The approach that FATE (
https://fate-srd.com/) takes for example, is to try to divorce the player's goal from their character's.
The player's goal is no longer to make their character to succeed. That's not the "game." The "game" is to tell a satisfying story. Thus, the game introduces meta currency that players accumulate when they lean into their character's flaws, and when they allow and/or make them fail. This meta currency can then be used to ensure success later. In fact, even if a character fails, a player could decide they succeed instead but at a cost!
So one could attempt something like that. Acknowledge that the player's goal (see the main character get spanked) is different from their character's goal (succeed and *not* get spanked). Maybe have a mechanic where characters have to pay some sort of "cost" when they succeed (like a spanking! Maybe they had to break a few laws to get the bad guy), or maybe they get some sort of bonus for failing (let the character fail now, get spanked, but get a bonus to use later). I attempt to apply the FATE approach to a game in Samantha Stone:
https://www.spankingrpgs.com/wp-cont...tha_stone.html
It's barely started, but might give you an idea of how it works. To no one's surprise, this sort of thing is difficult. Just to keep things manageable, you'd probably be best off giving the players a predefined character with a specific set of traits, rather than try to offer a list to choose from like I do here.

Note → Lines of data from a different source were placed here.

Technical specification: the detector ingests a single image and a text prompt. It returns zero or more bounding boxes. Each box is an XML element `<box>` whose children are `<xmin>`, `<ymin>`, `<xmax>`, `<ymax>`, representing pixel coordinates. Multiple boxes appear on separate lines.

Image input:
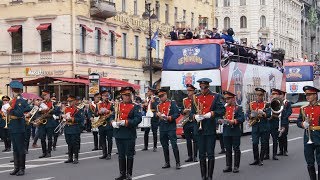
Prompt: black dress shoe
<box><xmin>64</xmin><ymin>159</ymin><xmax>73</xmax><ymax>163</ymax></box>
<box><xmin>176</xmin><ymin>163</ymin><xmax>181</xmax><ymax>169</ymax></box>
<box><xmin>162</xmin><ymin>163</ymin><xmax>170</xmax><ymax>169</ymax></box>
<box><xmin>106</xmin><ymin>154</ymin><xmax>111</xmax><ymax>160</ymax></box>
<box><xmin>184</xmin><ymin>157</ymin><xmax>193</xmax><ymax>162</ymax></box>
<box><xmin>249</xmin><ymin>161</ymin><xmax>259</xmax><ymax>166</ymax></box>
<box><xmin>223</xmin><ymin>167</ymin><xmax>232</xmax><ymax>172</ymax></box>
<box><xmin>16</xmin><ymin>169</ymin><xmax>24</xmax><ymax>176</ymax></box>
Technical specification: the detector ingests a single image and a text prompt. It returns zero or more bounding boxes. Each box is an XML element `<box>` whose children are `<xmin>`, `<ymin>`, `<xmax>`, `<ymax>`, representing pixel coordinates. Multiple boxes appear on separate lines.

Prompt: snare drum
<box><xmin>138</xmin><ymin>116</ymin><xmax>151</xmax><ymax>128</ymax></box>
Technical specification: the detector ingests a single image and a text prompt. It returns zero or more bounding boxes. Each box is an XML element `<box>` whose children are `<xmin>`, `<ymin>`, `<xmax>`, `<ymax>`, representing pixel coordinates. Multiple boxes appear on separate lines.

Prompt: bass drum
<box><xmin>138</xmin><ymin>116</ymin><xmax>151</xmax><ymax>128</ymax></box>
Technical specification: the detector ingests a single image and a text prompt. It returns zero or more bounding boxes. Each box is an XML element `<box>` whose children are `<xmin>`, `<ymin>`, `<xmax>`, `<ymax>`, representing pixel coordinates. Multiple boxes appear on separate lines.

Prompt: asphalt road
<box><xmin>0</xmin><ymin>124</ymin><xmax>308</xmax><ymax>180</ymax></box>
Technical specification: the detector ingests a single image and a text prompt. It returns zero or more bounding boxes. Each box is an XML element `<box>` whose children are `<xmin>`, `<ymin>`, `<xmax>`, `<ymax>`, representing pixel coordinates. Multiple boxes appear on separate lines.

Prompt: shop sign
<box><xmin>25</xmin><ymin>67</ymin><xmax>66</xmax><ymax>76</ymax></box>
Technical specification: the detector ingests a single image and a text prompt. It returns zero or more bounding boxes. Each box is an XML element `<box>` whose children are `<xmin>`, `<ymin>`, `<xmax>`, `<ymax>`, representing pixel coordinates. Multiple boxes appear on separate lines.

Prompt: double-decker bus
<box><xmin>160</xmin><ymin>39</ymin><xmax>286</xmax><ymax>135</ymax></box>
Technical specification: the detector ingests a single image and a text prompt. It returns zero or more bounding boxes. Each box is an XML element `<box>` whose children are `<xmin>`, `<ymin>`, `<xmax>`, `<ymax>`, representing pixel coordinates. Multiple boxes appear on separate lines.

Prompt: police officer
<box><xmin>297</xmin><ymin>86</ymin><xmax>320</xmax><ymax>180</ymax></box>
<box><xmin>191</xmin><ymin>78</ymin><xmax>225</xmax><ymax>180</ymax></box>
<box><xmin>183</xmin><ymin>84</ymin><xmax>198</xmax><ymax>162</ymax></box>
<box><xmin>39</xmin><ymin>89</ymin><xmax>60</xmax><ymax>158</ymax></box>
<box><xmin>248</xmin><ymin>88</ymin><xmax>271</xmax><ymax>166</ymax></box>
<box><xmin>61</xmin><ymin>95</ymin><xmax>84</xmax><ymax>164</ymax></box>
<box><xmin>0</xmin><ymin>96</ymin><xmax>11</xmax><ymax>152</ymax></box>
<box><xmin>111</xmin><ymin>87</ymin><xmax>142</xmax><ymax>180</ymax></box>
<box><xmin>89</xmin><ymin>93</ymin><xmax>101</xmax><ymax>151</ymax></box>
<box><xmin>6</xmin><ymin>81</ymin><xmax>30</xmax><ymax>176</ymax></box>
<box><xmin>157</xmin><ymin>89</ymin><xmax>181</xmax><ymax>169</ymax></box>
<box><xmin>219</xmin><ymin>91</ymin><xmax>244</xmax><ymax>173</ymax></box>
<box><xmin>142</xmin><ymin>87</ymin><xmax>159</xmax><ymax>152</ymax></box>
<box><xmin>98</xmin><ymin>90</ymin><xmax>113</xmax><ymax>160</ymax></box>
<box><xmin>277</xmin><ymin>91</ymin><xmax>292</xmax><ymax>156</ymax></box>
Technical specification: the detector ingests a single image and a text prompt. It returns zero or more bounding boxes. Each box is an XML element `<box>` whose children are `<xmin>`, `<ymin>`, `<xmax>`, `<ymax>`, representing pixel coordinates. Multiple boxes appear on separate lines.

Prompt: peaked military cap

Another approach is what Powered by The Apocalypse style games do: your characters only improve (i.e. gain XP) when they fail. When they succeed, good things happen in the fiction. When they fail, bad things happen but they get better. So you could take this approach, and have the challenges they face get progressively more challenging. So either players will eventually start failing despite their best efforts, or will be incentivized to pick obviously less likely to succeed choices so they can improve and be able to overcome later obstacles.
Neither of these are especially satisfying answers, I'll admit. The first one is very difficult to implement in a satisfactory way in a video game, and the second could feel rather forced. Plus, both divorce the concerns of the player from the concerns of the character, which players may find inhibits their immersion.
One idea that really stands out to me, is to really lean into the idea of "success at a cost." Engineer your mechanics somehow so that when the players use them, they pay a price (likely spankings). If it's a CHYOA, then set it up so that most choices that succeed still have some sort of negative side-effect that gets the PC in trouble (you stopped the villain, but the bank is in ruins! You saved the hostages, but the villain got away!). If it's a side-scroller or something, have some sort of energy bar that the player drains as they use abilities, and if they reach the end of the stage with the bar too low, some figure-in-the-shadows whose been watching them shows up and spanks them while they're weak.
They still beat the level and can advance, but they got spanked all the same.